With bands like Nine Inch Nails and Radiohead releasing their material in separate tracks which allows other people to remix the tracks however they wish, this could also evolve into a remix service for established artists.  A lot of new technology has surfaced recently that allows for mixing of tracks through web interfaces which will eventually allow users to manipulate tracks solely through the web.  Although the power of software such as Pro Tools is a long way away from approaching the web,  I could see people getting highly interested in recreating others tracks simply by adjusting timing, volume, pitch, and tempo.   Once the tracks are remixed, if people enjoy the remix and download it, then the user gets a small piece of royalties and the rest will go to the artist.

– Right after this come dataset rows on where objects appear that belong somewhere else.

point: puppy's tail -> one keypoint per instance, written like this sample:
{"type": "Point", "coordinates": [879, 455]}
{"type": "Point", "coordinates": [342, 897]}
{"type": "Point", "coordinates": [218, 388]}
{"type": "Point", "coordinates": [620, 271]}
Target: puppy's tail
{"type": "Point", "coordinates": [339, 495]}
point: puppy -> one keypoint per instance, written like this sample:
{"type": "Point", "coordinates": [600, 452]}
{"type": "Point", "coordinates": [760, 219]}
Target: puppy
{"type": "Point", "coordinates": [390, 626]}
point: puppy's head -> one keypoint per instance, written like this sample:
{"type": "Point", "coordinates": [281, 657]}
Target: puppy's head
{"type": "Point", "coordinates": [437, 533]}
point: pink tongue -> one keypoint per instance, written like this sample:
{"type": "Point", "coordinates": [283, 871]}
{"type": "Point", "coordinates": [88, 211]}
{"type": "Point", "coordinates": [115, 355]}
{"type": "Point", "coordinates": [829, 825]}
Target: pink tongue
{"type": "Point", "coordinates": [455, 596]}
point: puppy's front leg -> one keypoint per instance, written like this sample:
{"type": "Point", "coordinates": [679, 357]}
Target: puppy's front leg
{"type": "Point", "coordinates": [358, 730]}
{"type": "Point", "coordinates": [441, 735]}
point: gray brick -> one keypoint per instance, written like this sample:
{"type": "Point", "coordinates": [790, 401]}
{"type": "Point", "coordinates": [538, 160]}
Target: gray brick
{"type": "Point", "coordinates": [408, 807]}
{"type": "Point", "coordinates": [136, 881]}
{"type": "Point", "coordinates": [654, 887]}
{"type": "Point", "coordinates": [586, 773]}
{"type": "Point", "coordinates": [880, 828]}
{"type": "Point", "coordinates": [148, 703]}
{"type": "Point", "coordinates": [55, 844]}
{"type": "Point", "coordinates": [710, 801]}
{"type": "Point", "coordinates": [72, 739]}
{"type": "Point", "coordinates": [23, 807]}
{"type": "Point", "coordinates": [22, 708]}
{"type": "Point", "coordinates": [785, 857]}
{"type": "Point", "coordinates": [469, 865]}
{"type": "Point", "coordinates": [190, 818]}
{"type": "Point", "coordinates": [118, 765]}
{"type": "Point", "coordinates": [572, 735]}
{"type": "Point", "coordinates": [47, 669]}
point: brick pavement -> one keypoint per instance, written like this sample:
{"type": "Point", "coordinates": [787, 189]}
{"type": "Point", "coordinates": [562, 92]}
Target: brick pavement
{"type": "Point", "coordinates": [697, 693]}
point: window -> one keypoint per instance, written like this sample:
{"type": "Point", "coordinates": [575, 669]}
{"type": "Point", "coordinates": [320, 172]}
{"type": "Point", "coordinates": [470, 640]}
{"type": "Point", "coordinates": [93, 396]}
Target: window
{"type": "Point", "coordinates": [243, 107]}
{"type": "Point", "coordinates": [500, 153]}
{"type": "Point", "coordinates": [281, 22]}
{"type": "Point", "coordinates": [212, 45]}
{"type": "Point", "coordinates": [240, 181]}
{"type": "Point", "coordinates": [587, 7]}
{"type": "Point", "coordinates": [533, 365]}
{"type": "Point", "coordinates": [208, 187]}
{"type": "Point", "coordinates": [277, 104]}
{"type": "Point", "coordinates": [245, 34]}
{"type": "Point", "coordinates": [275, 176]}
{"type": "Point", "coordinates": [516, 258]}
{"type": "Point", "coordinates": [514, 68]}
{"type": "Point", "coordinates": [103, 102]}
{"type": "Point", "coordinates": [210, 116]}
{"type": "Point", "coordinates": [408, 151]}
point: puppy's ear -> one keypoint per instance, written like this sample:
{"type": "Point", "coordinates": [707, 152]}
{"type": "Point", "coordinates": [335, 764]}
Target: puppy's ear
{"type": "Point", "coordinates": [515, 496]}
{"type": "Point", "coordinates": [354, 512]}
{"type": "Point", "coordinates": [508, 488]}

In the next 10 years, it would be amazing if musicians could collaborate live over the internet but until then this would be a step in the right direction.  One of the best indie releases in the past 10 years was done through a collaboration of sending tracks back and forth online, The Postal Service.  Programmers do it, people remote in to the office everyday, why shouldn’t artists be next?  I’m surprised adobe hasn’t released an interactive feature of their software suite that allows for live collaboration.  With all of the recent online music infused start ups, I haven’t seen one that is trying to cater to tapping into all of these social networks of musicians and their friends that play music as well but live in different areas of the world.  This would be a perfect way to break out into this area.